Effect Size: What It Is and Why It Matters

Imagine you run an A/B test on your website and get a “statistically significant” result (p < 0.05). You celebrate, roll out the new design, and... nothing noticeably changes. What went wrong? You found a real difference, but it was so tiny that it didn't matter in practice. This is where effect size comes in.

Effect size measures how big a difference or relationship actually is, not just whether it exists. While p-values tell you “is there an effect?”, effect size tells you “how large is the effect?”. In this tutorial, we'll explore what effect size means, the most common measures, and why every researcher should report it.

What Is Effect Size?

Effect size is a quantitative measure of the magnitude of a phenomenon. Unlike a p-value, which simply tells you whether an observed result is unlikely under the null hypothesis, effect size tells you how much two groups differ, or how strongly two variables are related.

Think of it this way: if a doctor tells you a new medication “works” (p < 0.05), your next question should be “how well does it work?”. Does it reduce pain by 1% or by 50%? That's the question effect size answers.
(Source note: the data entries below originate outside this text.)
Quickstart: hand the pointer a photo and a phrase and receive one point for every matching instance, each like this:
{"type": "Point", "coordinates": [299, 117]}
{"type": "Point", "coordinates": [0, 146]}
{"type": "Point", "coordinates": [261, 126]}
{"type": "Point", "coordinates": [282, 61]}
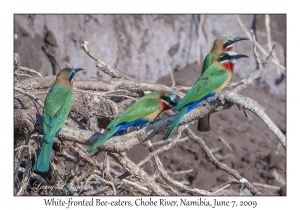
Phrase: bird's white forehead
{"type": "Point", "coordinates": [231, 53]}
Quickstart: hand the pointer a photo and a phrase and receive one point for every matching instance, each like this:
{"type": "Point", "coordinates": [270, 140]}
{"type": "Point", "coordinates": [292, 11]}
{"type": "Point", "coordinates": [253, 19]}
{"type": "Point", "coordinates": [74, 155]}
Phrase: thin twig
{"type": "Point", "coordinates": [139, 187]}
{"type": "Point", "coordinates": [138, 172]}
{"type": "Point", "coordinates": [283, 69]}
{"type": "Point", "coordinates": [220, 165]}
{"type": "Point", "coordinates": [102, 66]}
{"type": "Point", "coordinates": [22, 68]}
{"type": "Point", "coordinates": [31, 95]}
{"type": "Point", "coordinates": [268, 29]}
{"type": "Point", "coordinates": [199, 39]}
{"type": "Point", "coordinates": [171, 72]}
{"type": "Point", "coordinates": [107, 182]}
{"type": "Point", "coordinates": [225, 143]}
{"type": "Point", "coordinates": [219, 190]}
{"type": "Point", "coordinates": [266, 186]}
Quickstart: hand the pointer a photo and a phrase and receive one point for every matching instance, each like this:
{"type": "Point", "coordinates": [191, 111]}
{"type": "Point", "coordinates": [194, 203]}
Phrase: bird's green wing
{"type": "Point", "coordinates": [211, 80]}
{"type": "Point", "coordinates": [141, 108]}
{"type": "Point", "coordinates": [56, 109]}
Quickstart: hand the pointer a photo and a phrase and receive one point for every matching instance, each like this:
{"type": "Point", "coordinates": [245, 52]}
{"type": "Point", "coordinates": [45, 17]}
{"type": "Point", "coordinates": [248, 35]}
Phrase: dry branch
{"type": "Point", "coordinates": [90, 105]}
{"type": "Point", "coordinates": [220, 165]}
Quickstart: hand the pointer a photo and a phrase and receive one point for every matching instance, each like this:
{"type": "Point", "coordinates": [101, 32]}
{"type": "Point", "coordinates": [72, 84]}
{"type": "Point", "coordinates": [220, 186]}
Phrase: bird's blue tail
{"type": "Point", "coordinates": [176, 121]}
{"type": "Point", "coordinates": [43, 161]}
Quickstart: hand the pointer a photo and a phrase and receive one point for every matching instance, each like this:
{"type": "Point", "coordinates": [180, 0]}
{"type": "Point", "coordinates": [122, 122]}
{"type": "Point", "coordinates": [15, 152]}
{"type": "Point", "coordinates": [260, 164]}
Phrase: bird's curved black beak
{"type": "Point", "coordinates": [78, 69]}
{"type": "Point", "coordinates": [238, 56]}
{"type": "Point", "coordinates": [229, 42]}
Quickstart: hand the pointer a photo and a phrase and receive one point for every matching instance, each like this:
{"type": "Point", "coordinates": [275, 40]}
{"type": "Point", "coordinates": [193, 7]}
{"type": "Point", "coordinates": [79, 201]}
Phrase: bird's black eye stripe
{"type": "Point", "coordinates": [225, 57]}
{"type": "Point", "coordinates": [72, 74]}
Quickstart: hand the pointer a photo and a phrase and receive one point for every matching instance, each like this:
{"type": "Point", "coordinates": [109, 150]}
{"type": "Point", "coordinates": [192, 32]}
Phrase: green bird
{"type": "Point", "coordinates": [57, 106]}
{"type": "Point", "coordinates": [141, 113]}
{"type": "Point", "coordinates": [221, 44]}
{"type": "Point", "coordinates": [214, 79]}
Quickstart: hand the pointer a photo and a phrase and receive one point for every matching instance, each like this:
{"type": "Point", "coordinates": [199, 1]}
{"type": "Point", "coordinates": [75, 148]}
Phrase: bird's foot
{"type": "Point", "coordinates": [222, 99]}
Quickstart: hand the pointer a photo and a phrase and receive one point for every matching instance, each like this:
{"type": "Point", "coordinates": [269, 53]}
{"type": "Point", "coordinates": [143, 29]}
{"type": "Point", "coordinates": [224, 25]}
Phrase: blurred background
{"type": "Point", "coordinates": [143, 46]}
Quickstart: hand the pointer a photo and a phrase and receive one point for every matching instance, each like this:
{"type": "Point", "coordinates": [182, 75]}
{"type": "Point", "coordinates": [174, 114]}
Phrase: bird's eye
{"type": "Point", "coordinates": [71, 77]}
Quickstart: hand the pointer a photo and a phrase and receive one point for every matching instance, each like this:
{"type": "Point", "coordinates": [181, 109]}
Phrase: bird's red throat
{"type": "Point", "coordinates": [228, 65]}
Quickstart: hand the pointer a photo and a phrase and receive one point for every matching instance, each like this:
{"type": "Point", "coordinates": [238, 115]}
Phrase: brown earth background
{"type": "Point", "coordinates": [137, 45]}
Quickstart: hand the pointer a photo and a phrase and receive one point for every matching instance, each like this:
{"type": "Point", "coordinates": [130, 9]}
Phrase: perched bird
{"type": "Point", "coordinates": [56, 110]}
{"type": "Point", "coordinates": [141, 113]}
{"type": "Point", "coordinates": [214, 79]}
{"type": "Point", "coordinates": [221, 44]}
Statistical Significance vs. Practical Significance

Statistical significance (p-value): Is the effect real, or could it be due to random chance?
Practical significance (effect size): Is the effect large enough to matter in the real world?

A result can be statistically significant but practically meaningless (especially with large samples), or practically important but not statistically significant (especially with small samples).

Common Effect Size Measures

Different research designs call for different effect size measures. Here are the most widely used ones:

Cohen's $d$

Cohen's d measures the difference between two group means in terms of standard deviations. It's the most common effect size for comparing two groups (e.g., treatment vs. control).

d = \frac{\bar{X}_1 - \bar{X}_2}{s_p}

Where $\bar{X}_1$ and $\bar{X}_2$ are the group means, and $s_p$ is the pooled standard deviation.

A Cohen's d of 0.5 means the two group means are half a standard deviation apart. The larger the d, the more the groups differ.

Pearson's $r$ (Correlation Coefficient)

Pearson's r measures the strength and direction of the linear relationship between two continuous variables. It ranges from -1 to +1.

r = \frac{\sum (X_i - \bar{X})(Y_i - \bar{Y})}{\sqrt{\sum (X_i - \bar{X})^2 \sum (Y_i - \bar{Y})^2}}

Values close to +1 or -1 indicate a strong relationship; values close to 0 indicate a weak relationship.

Eta-Squared ( $\eta^2$ )

Eta-squared measures the proportion of total variance in the outcome that is explained by the independent variable. It's commonly used with ANOVA and related tests.

\eta^2 = \frac{SS_{\text{between}}}{SS_{\text{total}}}

An $\eta^2$ of 0.06 means 6% of the variance in the outcome is accounted for by the grouping variable.

Odds Ratio (OR)

The odds ratio compares the odds of an event occurring in one group to the odds in another. It's widely used in medical research and logistic regression.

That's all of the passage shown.